Cimstrong‌, I'm not sure I'm the best person to answer as I'm behind you with 113 days, but from what I've gathered, this is completely normal. I've seen several posts that even after years, the urge may suddenly come up seemingly out of nowhere or it may be triggered by something you haven't done in a while that was always associated with smoking. For myself, I cannot say I've actually debated with myself to buy a pack since the first month but the thought of smoking still pops up. For myself, I find it true what others have said, the longer it's been since you smoked, the easier it is to dismiss the thoughts. I'm sure you're fine so long as you remind yourself I don't do that anymore!

Doug

dwwms
Member

How can this be ? Check out this blog from Bonnie Bee.

Cimstrong
Member

Doug, it's true that the longer it's been the easier it is to dismisse, that's why I'm finding the last few days are strange.
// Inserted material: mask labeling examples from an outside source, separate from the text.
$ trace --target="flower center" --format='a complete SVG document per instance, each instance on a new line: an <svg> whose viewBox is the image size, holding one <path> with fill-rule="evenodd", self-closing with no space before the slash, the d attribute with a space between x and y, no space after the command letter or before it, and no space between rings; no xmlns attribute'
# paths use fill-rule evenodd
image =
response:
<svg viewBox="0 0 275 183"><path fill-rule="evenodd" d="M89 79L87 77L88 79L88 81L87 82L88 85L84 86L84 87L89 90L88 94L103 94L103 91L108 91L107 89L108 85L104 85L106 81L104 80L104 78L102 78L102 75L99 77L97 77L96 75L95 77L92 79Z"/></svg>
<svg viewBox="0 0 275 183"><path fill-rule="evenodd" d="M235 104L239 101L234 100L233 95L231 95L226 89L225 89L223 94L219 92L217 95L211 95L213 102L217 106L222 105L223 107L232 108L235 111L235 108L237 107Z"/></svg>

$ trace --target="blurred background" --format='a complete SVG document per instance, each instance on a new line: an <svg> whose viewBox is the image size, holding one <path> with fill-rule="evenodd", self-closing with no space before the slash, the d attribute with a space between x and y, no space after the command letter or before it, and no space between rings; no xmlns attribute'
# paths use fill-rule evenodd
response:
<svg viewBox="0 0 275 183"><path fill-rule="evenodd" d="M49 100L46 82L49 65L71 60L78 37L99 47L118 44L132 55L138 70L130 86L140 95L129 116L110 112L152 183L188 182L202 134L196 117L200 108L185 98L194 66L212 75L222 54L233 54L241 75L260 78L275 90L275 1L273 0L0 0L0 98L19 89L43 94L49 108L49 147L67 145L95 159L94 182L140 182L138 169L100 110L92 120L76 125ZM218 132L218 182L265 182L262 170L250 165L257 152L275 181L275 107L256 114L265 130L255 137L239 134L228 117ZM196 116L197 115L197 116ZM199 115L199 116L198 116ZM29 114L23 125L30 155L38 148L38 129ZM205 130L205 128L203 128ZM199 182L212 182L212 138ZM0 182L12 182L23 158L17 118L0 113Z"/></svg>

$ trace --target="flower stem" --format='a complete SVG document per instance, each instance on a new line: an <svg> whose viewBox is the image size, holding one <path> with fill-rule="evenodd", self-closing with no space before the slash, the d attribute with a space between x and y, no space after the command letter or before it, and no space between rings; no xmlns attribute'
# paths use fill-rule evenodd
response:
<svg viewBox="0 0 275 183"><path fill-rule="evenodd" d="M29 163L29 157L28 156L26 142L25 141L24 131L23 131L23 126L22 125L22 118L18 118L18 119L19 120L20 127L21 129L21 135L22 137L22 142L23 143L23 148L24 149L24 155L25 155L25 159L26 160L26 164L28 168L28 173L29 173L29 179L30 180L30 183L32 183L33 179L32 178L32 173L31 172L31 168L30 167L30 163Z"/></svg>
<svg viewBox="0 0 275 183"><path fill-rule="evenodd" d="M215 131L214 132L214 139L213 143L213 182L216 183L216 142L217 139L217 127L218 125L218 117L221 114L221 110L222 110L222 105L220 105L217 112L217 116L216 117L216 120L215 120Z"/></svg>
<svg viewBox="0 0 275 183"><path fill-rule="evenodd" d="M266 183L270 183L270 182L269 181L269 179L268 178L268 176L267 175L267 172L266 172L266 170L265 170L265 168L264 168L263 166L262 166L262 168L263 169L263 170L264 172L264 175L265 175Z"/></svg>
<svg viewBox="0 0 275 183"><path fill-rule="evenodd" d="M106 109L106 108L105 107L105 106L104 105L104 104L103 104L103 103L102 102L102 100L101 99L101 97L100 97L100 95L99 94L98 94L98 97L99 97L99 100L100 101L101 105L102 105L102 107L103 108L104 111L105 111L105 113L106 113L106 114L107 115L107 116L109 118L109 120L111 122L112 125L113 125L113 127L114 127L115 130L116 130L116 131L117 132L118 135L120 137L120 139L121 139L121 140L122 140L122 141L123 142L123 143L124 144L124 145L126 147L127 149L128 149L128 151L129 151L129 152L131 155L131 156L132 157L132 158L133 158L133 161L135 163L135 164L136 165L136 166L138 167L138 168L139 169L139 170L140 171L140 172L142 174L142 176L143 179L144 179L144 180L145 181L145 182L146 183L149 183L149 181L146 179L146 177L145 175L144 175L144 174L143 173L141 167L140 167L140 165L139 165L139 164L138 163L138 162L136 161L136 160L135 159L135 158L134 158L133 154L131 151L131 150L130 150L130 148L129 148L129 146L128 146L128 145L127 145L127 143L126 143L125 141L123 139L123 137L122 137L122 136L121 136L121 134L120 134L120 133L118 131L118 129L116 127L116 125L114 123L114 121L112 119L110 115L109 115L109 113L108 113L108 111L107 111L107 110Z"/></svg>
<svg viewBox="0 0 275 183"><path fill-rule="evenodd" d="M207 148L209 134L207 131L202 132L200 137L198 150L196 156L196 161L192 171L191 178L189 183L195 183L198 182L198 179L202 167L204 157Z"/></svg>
I was sailing along not even giving it a thought, shoot I had not counted my days since 105, then BAM, so today I counted the days,logged in here and reach out for help. The anger thing is what gets me. I'm usually a happy,easy person,but here lately I'm mad at the littlest thing. I'm so glad this group is here, I know it's my strength to get me through.

Cimstrong
Member

Oh wow! Thanks !!! I think I feel a little more normal now.

About the Author
I am 64 now. Living, breathing, keeping busy, but yet...failing. It is time to stop failing, at least when it comes to quitting smoking.